Hosting Partners  |  About Us  |  Blog  |  Legal  |  Portal Login

The Planet Blog

 
Posts Tagged ‘database’

George Govantes“What counters are important when troubleshooting SQL Server with Windows’ Perfmon (Performance Monitor)?”

As a database administrator architect, I can’t tell you how many times I’ve gotten that question from Windows administrators and new database administrators, and it’s a pretty daunting question to answer. When a SQL instance is installed on a server, there may be more than a thousand new performance counters added to Perfmon and to the Performance Monitor section of the Reliability and Performance Monitor in Windows 2008, so where does one start?

When it comes to performance tuning and troubleshooting, SQL Server has not changed much over the years. In a nutshell, it is all about CPU, memory and I/O. To reduce the time it takes to determine the bottleneck in a given environment, we should isolate the counters to these specific areas.

Of the many performance counters that can be selected when troubleshooting a SQL Server, these key indicators can help to quickly isolate bottlenecks and direct your investigation to the appropriate resources for corrective action:

At the Operating System Level

CPU Counter

Server Work Queues > Queue Lengths
Description: Queue Length is the current length of the server work queue for this CPU.
Value: A sustained queue length greater than twice the number of CPU cores might indicate processor congestion.

Memory Counter

Memory > Pages/Sec
Description: A page fault occurs when the operating system (OS) cannot find the requested information in its physical memory, forcing the OS to seek the information at the disk level. A soft page fault is when a page is found elsewhere in the physical memory, and a hard fault requires disk access. Most processors can handle large numbers of soft faults without significant consequence. However, hard faults, which require disk access, can cause significant delays.
Value: This value should stay below 20-25 pages per second.

I/O Counters

Physical Disk > Average Read Queue Length
Physical Disk > Average Write Queue Length
Description: Avg. Disk Queue Length is the average number of read or write requests that were queued for the selected disk during the sample interval.
Value: The value for this counter should always be under 2. This is the most reliable counter to use when the SQL instance is using external SAN storage for its databases.

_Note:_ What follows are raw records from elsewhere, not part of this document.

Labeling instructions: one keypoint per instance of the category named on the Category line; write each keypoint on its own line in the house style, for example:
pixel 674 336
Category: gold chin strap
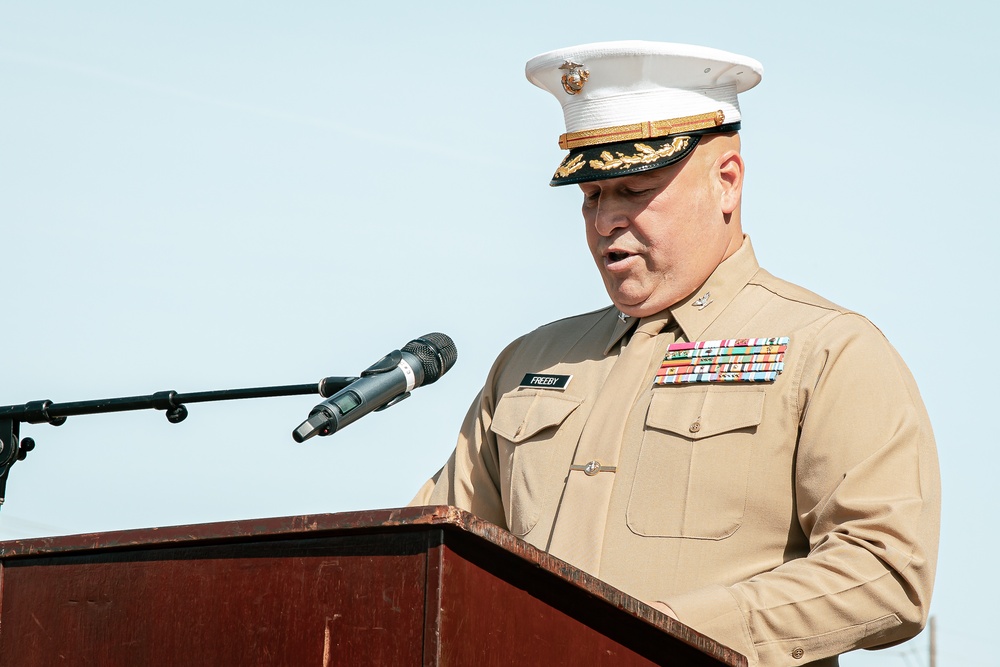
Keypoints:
pixel 638 131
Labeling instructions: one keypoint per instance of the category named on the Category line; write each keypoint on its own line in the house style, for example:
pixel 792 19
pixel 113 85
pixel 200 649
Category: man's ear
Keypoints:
pixel 730 172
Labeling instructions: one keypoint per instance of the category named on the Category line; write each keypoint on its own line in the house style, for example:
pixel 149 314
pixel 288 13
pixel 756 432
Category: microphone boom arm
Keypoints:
pixel 12 449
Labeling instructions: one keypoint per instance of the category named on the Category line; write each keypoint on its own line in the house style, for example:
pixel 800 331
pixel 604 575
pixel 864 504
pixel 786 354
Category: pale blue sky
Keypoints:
pixel 200 196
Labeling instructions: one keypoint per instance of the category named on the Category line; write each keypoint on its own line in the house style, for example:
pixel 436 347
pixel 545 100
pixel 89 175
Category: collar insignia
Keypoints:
pixel 704 300
pixel 731 360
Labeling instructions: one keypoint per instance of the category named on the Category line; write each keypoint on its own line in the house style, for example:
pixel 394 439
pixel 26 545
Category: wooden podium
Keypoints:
pixel 417 586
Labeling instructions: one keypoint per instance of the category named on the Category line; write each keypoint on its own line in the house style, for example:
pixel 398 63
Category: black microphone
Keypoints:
pixel 388 381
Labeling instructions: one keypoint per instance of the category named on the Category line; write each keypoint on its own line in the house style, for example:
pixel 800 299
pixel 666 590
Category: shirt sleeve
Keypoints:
pixel 868 499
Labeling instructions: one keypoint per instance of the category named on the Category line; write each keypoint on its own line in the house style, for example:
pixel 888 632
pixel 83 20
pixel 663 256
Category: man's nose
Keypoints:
pixel 611 214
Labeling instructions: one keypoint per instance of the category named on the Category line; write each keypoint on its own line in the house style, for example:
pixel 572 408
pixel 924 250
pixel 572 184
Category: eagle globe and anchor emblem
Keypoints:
pixel 576 75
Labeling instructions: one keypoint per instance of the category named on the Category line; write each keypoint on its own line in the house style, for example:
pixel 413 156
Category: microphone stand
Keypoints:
pixel 13 449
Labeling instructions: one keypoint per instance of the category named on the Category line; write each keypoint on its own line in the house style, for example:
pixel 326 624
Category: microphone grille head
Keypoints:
pixel 437 354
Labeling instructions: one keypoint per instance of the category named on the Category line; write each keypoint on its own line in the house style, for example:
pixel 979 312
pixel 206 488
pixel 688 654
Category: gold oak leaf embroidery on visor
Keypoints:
pixel 574 165
pixel 646 155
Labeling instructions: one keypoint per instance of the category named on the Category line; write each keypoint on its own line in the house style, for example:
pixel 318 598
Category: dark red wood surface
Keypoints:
pixel 418 586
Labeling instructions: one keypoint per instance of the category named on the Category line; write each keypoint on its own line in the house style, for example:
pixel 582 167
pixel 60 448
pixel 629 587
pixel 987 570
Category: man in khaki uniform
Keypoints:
pixel 743 454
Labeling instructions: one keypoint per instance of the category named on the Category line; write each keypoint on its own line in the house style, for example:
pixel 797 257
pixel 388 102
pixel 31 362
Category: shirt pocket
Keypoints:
pixel 694 463
pixel 526 424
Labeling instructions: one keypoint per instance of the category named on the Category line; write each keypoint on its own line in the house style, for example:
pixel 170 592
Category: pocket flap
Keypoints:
pixel 697 415
pixel 522 414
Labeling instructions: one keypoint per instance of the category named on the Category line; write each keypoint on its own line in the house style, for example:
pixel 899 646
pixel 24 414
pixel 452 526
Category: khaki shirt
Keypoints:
pixel 790 520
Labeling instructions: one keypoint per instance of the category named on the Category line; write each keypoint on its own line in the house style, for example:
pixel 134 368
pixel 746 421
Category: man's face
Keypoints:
pixel 656 236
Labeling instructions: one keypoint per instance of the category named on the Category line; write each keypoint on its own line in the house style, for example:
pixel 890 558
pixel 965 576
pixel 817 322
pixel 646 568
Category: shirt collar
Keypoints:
pixel 695 313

Determining Application Resource Usage

Process Counter:

From Perfmon, select “Process” then select the application in question – in this case, sqlservr.
SQL Perfmon
This will add all of the operating system counters associated with the application.
SQL Perfmon
For SQL Server, the counters usually reflect information about the internal operations of the SQL instance that may not show up as a problem at the operating system level. For example, a customer might call to report that the server hangs for several moments throughout the day, but there are no errors in the application or system logs, and the OS Performance counters show all counters within normal limits.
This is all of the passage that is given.